A Study of Multiple Doses of Nusinersen (ISIS 396443) Delivered to Infants With Genetically Diagnosed and Presymptomatic Spinal Muscular Atrophy

Key Inclusion Criteria:

- Age ≤ 6 weeks at first dose

- Genetic documentation of 5q SMA homozygous gene deletion or mutation or compound
heterozygous mutation.

- Genetic documentation of 2 or 3 copies of survival motor neuron 2 (SMN2).

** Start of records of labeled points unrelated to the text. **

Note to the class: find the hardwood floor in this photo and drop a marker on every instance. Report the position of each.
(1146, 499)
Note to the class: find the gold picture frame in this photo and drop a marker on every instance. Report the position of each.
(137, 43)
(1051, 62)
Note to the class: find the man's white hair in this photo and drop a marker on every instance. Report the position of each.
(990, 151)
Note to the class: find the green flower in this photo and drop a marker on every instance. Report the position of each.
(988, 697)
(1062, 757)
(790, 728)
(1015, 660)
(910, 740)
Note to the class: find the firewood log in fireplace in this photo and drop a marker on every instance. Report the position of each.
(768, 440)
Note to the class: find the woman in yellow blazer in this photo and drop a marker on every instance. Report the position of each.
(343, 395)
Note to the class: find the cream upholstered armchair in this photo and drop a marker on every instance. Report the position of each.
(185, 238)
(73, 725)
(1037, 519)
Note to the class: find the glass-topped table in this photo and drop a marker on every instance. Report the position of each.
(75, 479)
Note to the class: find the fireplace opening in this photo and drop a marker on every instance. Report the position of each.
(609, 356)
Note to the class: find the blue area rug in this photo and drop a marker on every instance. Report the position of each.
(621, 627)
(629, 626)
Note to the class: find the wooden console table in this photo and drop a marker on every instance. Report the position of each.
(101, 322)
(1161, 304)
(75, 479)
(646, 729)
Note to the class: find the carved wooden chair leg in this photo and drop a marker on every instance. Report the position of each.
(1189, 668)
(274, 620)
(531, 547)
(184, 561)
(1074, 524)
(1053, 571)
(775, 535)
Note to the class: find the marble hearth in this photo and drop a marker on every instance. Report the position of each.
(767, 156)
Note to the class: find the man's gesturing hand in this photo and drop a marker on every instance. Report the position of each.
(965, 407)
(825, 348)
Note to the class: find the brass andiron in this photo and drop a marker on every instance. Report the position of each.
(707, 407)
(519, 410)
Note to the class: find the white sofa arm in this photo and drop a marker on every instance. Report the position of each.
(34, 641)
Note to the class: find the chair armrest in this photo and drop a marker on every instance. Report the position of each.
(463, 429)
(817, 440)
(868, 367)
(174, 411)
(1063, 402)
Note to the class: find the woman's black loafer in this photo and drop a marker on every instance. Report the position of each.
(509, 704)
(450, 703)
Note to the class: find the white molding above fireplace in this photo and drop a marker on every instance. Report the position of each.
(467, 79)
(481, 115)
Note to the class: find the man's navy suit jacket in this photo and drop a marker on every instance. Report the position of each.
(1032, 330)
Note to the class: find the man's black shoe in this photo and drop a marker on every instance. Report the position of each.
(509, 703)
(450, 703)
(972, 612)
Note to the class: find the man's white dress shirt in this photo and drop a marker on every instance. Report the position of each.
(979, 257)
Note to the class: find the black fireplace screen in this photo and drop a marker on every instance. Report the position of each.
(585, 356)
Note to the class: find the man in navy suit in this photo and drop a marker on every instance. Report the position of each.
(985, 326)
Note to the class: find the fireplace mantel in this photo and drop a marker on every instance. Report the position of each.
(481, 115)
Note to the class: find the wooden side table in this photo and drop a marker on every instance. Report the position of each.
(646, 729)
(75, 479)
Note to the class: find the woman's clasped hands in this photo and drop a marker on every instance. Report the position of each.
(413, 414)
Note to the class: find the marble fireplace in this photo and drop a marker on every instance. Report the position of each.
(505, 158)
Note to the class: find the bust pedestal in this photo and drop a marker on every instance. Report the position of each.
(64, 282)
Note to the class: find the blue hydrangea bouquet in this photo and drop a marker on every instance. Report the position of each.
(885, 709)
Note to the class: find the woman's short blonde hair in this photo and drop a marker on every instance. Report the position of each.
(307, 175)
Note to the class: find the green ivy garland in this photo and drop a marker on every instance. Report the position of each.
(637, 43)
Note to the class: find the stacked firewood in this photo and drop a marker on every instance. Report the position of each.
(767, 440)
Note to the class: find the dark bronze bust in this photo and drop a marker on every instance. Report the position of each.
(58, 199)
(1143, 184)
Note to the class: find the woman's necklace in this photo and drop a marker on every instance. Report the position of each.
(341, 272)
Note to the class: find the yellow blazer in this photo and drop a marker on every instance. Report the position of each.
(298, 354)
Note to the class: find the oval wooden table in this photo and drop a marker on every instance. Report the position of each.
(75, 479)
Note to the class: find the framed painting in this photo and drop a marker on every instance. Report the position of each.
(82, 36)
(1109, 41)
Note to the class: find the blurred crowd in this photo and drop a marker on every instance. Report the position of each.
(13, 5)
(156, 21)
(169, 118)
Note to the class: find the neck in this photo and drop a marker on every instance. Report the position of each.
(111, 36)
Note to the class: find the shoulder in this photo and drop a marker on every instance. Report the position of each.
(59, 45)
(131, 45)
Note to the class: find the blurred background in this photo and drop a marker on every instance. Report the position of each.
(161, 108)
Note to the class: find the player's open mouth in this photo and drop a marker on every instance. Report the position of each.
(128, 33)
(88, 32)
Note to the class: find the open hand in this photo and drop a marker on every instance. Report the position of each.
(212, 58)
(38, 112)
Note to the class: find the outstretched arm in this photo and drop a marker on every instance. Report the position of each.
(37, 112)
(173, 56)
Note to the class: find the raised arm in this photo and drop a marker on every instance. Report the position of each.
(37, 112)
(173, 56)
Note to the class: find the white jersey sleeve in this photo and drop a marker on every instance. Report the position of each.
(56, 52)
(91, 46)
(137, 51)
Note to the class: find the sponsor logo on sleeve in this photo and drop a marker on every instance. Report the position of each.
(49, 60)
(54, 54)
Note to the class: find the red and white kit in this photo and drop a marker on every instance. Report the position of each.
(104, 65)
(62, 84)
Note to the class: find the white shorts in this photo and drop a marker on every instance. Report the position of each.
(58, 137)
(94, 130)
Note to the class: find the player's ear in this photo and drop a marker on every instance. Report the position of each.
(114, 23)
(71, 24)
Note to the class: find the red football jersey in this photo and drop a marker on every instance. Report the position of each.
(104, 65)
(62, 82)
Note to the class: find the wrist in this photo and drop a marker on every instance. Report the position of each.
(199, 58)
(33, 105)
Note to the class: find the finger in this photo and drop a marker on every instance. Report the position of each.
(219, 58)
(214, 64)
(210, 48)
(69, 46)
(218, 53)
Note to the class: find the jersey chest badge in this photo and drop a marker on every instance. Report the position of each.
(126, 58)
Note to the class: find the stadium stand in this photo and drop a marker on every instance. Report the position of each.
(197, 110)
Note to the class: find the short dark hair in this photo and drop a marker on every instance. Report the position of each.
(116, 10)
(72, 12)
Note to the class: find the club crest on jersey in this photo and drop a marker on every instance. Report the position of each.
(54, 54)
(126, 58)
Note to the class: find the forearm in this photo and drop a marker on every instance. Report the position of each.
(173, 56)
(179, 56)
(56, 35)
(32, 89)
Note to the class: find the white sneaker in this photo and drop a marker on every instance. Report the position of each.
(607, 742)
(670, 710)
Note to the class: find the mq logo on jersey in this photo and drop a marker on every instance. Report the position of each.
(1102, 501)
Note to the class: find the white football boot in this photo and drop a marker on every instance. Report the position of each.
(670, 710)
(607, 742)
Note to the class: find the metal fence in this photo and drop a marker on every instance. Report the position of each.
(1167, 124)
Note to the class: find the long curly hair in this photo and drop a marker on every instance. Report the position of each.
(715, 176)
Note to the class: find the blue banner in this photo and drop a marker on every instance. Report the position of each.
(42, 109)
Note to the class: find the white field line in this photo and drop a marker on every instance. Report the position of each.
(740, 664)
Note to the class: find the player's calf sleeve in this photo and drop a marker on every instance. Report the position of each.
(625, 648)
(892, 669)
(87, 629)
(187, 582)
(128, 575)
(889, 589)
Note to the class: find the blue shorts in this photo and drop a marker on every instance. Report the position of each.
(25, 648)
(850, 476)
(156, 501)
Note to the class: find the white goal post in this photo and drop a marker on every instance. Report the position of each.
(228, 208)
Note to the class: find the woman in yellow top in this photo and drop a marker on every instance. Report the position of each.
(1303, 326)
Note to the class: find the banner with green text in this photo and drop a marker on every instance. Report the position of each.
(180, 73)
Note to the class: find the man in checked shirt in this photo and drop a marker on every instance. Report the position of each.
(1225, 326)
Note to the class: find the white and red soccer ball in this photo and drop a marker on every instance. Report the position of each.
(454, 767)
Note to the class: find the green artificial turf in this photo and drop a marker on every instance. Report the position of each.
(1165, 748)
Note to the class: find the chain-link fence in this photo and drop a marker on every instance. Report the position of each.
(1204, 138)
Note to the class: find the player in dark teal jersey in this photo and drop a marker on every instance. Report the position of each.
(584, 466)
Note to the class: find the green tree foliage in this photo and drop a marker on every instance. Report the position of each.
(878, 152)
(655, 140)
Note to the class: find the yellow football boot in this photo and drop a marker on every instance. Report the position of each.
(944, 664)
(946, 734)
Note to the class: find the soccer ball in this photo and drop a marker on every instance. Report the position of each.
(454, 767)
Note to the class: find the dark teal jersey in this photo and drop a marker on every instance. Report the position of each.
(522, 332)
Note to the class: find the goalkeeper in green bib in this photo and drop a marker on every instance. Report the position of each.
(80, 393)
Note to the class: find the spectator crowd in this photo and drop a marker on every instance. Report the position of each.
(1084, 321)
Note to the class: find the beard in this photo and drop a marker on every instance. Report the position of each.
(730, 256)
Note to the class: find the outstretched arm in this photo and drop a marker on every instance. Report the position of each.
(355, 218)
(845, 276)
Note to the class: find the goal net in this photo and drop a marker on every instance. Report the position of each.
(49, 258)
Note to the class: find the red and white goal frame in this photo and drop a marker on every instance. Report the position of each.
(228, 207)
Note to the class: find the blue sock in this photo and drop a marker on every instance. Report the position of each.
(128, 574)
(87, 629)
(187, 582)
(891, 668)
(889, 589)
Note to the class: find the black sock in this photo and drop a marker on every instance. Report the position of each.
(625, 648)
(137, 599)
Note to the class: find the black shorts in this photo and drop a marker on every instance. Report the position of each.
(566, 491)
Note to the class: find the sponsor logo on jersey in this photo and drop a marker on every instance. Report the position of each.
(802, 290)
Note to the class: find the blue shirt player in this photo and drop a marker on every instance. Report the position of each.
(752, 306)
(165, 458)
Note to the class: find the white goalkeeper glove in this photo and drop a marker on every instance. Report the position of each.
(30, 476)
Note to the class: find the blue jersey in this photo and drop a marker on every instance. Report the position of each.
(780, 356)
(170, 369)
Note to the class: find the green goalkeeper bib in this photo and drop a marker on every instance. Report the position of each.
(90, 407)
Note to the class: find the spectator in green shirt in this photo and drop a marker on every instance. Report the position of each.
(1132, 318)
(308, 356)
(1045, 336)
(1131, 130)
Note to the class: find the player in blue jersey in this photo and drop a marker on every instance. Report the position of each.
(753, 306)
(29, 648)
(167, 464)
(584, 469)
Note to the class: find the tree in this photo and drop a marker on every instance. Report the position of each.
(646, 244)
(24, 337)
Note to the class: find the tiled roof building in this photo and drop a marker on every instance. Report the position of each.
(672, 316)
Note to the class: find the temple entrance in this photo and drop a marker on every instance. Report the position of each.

- Ulnar compound muscle action potential (CMAP) ≥ 1 mV at Baseline.

- Gestational age of 37 to 42 weeks for singleton births; gestational age of 34 to 42
weeks for twins.

- Meet additional study related criteria.

Key Exclusion Criteria:

- Hypoxemia (oxygen saturation <96% awake or asleep without any supplemental oxygen or
respiratory support).

- Any clinical signs or symptoms at Screening or immediately prior to the first dosing
(Day 1) that are, in the opinion of the Investigator, strongly suggestive of SMA.

- Clinically significant abnormalities in hematology or clinical chemistry parameters.

- Treatment with an investigational drug given for the treatment of SMA biological
agent, or device. Any history of gene therapy, prior antisense oligonucleotide (ASO)
treatment, or cell transplantation.

- Meet additional study related criteria.

Note: Other protocol defined Inclusion/Exclusion criteria may apply.